Testing the paradigm of a single plastid origin in eukaryotes

Objective

Photosynthesis was acquired by eukaryotes through endosymbiosis with cyanobacteria, which resulted in new cellular organelles: the plastids. From the origin of plastids evolved the first eukaryotic algae, giving rise to land plants but also triggering the evolution of most photosynthetic eukaryotes by subsequent endosymbioses between these first algae and other eukaryotes. Thus, the origin of plastids profoundly changed the course of eukaryotic life by being the launching point that shaped the biological diversity of most primary producers. Despite this importance, our understanding of how plastids originated remains largely uncertain. The current paradigm describes this transformative event as a single primary endosymbiosis, but I argue here that critical data is lacking, notably from the vast hidden environmental diversity of microbes, to adequately test this hypothesis. In this project, I propose to gain insight into the origin of plastids by addressing the main questions: 1) What is the currently hidden diversity of high-ranked taxa related to primary photosynthetic lineages? 2) What are the feeding behaviors of these taxa and are they aplastidic? 3) Are some lineages genetically predisposed to establish plastids from the acquisition of foreign genes? 4) What was the composition, size, and origin of the ancestral primary plastid proteomes?
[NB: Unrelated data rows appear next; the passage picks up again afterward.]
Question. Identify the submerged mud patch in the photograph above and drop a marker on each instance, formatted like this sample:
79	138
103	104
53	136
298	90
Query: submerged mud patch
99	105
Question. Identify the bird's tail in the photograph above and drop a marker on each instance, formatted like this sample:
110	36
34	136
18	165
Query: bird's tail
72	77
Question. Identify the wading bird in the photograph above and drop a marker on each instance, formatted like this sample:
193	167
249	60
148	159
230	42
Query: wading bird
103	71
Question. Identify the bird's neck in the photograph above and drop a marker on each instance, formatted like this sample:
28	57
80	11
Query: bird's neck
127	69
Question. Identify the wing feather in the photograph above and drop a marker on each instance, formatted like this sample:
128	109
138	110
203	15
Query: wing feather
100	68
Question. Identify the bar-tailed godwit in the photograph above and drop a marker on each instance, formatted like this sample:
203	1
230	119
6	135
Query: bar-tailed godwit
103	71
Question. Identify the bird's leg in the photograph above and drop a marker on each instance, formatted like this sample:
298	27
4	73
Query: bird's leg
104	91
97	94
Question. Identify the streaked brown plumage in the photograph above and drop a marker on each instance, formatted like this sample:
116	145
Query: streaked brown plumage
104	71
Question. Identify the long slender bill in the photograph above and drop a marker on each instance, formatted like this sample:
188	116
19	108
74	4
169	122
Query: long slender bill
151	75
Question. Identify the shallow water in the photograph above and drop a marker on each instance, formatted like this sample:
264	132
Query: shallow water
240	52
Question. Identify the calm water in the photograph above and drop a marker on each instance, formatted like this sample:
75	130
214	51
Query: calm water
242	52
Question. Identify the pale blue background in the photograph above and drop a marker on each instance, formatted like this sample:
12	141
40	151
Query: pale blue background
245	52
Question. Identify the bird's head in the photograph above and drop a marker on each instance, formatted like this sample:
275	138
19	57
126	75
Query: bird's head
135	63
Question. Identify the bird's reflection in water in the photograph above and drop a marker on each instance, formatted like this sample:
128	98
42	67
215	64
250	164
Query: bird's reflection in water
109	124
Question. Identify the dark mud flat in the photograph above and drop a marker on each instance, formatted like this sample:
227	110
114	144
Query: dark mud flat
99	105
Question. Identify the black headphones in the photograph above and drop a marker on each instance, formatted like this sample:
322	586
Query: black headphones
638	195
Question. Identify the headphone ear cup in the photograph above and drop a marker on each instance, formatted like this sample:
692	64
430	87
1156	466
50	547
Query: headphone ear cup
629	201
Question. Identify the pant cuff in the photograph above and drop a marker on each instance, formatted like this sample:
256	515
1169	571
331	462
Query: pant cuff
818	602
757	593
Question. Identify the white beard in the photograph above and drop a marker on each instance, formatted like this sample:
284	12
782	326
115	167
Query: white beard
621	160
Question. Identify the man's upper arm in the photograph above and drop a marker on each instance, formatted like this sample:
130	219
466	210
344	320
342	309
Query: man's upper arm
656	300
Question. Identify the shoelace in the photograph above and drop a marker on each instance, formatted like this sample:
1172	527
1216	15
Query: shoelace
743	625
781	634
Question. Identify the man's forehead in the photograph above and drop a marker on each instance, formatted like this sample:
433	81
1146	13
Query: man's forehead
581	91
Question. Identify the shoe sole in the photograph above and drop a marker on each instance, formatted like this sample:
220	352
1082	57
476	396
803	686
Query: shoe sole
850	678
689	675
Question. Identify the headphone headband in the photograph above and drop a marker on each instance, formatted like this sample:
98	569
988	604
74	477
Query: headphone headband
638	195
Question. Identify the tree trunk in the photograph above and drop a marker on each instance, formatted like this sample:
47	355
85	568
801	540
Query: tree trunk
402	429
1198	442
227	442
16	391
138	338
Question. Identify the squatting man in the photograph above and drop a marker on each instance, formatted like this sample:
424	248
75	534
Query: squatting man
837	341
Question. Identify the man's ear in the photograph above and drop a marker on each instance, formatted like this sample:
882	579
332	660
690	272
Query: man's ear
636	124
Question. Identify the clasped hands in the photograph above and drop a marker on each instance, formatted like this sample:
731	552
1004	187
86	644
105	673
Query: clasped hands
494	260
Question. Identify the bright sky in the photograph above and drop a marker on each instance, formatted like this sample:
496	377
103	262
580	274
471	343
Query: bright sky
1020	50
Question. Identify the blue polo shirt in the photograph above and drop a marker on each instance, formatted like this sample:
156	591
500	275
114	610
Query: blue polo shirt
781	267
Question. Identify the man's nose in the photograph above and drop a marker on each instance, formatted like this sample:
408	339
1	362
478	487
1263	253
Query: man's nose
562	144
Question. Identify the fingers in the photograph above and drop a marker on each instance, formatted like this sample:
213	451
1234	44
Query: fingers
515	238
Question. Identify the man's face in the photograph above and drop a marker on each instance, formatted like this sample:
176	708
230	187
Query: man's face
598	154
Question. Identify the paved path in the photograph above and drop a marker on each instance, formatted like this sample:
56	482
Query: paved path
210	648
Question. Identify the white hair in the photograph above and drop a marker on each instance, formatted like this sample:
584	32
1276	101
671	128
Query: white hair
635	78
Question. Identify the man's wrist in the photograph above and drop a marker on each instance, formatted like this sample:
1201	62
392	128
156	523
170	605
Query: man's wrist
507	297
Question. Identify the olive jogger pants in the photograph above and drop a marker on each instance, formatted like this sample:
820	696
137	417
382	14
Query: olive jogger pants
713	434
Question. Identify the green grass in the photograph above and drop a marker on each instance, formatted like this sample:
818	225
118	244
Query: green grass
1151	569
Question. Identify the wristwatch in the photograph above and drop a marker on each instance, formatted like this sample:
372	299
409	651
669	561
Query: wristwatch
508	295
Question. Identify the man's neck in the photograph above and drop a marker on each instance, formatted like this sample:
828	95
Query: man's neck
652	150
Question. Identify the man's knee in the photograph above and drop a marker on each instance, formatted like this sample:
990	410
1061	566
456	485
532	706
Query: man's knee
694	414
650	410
To answer these questions, I will link third generation environmental sequencing, transcriptomics, and genomics to cell structure and behavior of novel key lineages related to primary algae, and produce crucially missing plastid proteomes to allow comprehensive comparative proteomic analysis. My project will not only have immediate implications on our understanding of the origin of plastids and more generally the fundamental process of endosymbiosis, but the approaches developed will be a test bed for future global studies aimed at understanding the evolution and ecology of the microbial majority of complex life.